Interconnection deals have attracted headlines over the last few months because of Netflix’s deals with Comcast, Verizon, and other Internet service providers. If the deals become more common they could create Internet “fast lanes” that would allow some companies to buy an unfair advantage over smaller companies that can’t afford to pay an ISP’s interconnection fees. They don’t violate existing net neutrality rules, much to the dismay of many who believe that the creation of a pay-to-play Internet would stifle innovation, but these deals are controversial.
This news follows an earlier report from the Wall Street Journal claiming that Apple is trying to forge similar relationships with ISPs so it can give a new streaming video service a leg-up over the competition. The discrepancy between paying for an unfair advantage over smaller companies (as the Journal’s report claims) and paying to make sure important updates reach customers faster than before (as today’s report states) shows that blanket dismissal of these interconnections deals isn’t nearly as black-or-white as people who oppose them might think.
The problem, as Gigaom’s Stacy Higginbotham points out, is that it’s hard to know what we should be angry about when deals like this are reported or announced because they’re often made in secret:
Thus, I’m waiting for the commission to start demanding data from all companies who have a stake in this issue: those that haven’t complained publicly; those that have complained through proxies; and those that apparently are happy to accept the status quo. Until that point, I think it’s a stretch to try to compare Apple’s apparent acceptance of paying for direct interconnections to Netflix’s frustration with the practice. From here it’s like comparing apples to oranges. To find the right comparisons we’re going to need actual data, and then we can figure out if Netflix is just whining or is instead a canary warning us about an important connection point for the internet getting choked off by ISPs.

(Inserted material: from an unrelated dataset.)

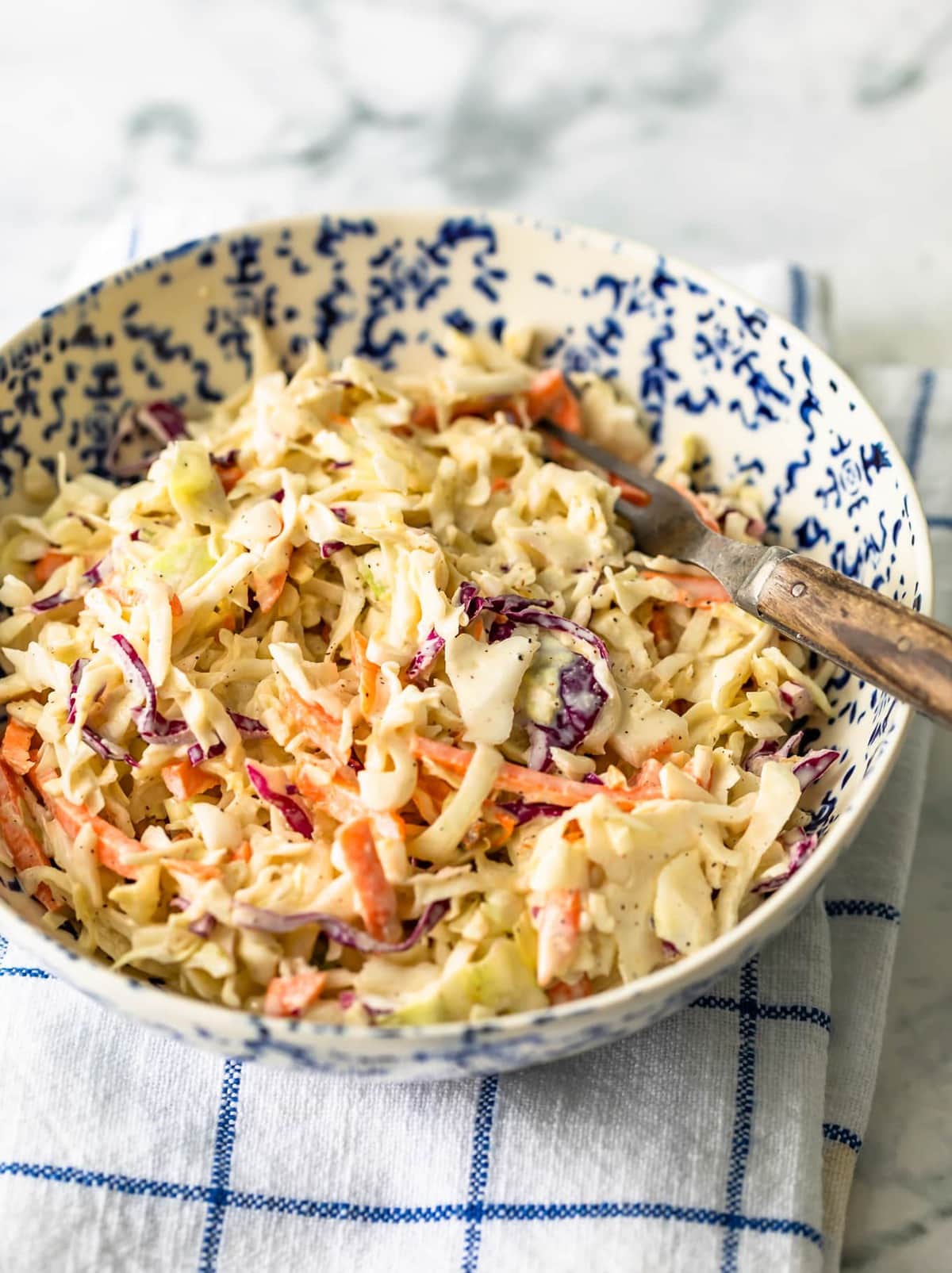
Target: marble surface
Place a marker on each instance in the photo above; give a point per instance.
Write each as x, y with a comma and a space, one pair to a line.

These deals directly affect the experience many consumers have when they try to stream a video, download an application, or an install a security update. Netflix can use these deals as a weapon against smaller companies that can’t make similar arrangements; Apple can use them to make sure that its users don’t spend hours watching a progress indicator as they download the newest version of its mobile operating system. One obviously harms consumers, while the other makes their lives a little easier. So how should these deals be scrutinized and regulated?

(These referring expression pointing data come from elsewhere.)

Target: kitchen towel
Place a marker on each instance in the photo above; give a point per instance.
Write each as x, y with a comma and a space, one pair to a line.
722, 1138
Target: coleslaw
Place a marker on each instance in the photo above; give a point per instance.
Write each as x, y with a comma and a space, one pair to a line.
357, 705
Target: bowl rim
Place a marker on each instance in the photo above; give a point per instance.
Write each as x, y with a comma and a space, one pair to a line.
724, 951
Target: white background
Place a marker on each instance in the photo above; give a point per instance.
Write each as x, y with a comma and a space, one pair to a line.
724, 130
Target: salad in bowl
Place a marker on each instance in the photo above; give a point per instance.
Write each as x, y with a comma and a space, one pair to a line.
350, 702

That’s a difficult question without a simple answer. The Federal Communications Commission is currently trying to protect consumers by changing its net neutrality rules, but it’s not going to address deals like these — a fact that many activists have criticized over the last few months. Maybe that’s because the agency doesn’t believe that these deals threaten the free Internet, as myself and others have argued since its proposed rules were leaked earlier this year; maybe it’s because the FCC can’t handle text messages, let alone nuanced issues affecting the Internet.
Either way, it’s clear that there is no easy way to resolve the problems caused by these deals, at least until we know what to argue about. Companies like Comcast want to make deals like this because they are happy to stifle innovation and ruin the Internet for a quick buck. Companies like Netflix and Apple want to make them for other reasons, and until we know what they are, we’re going to live with ambiguity and a vague sense of concern for the free Internet’s future.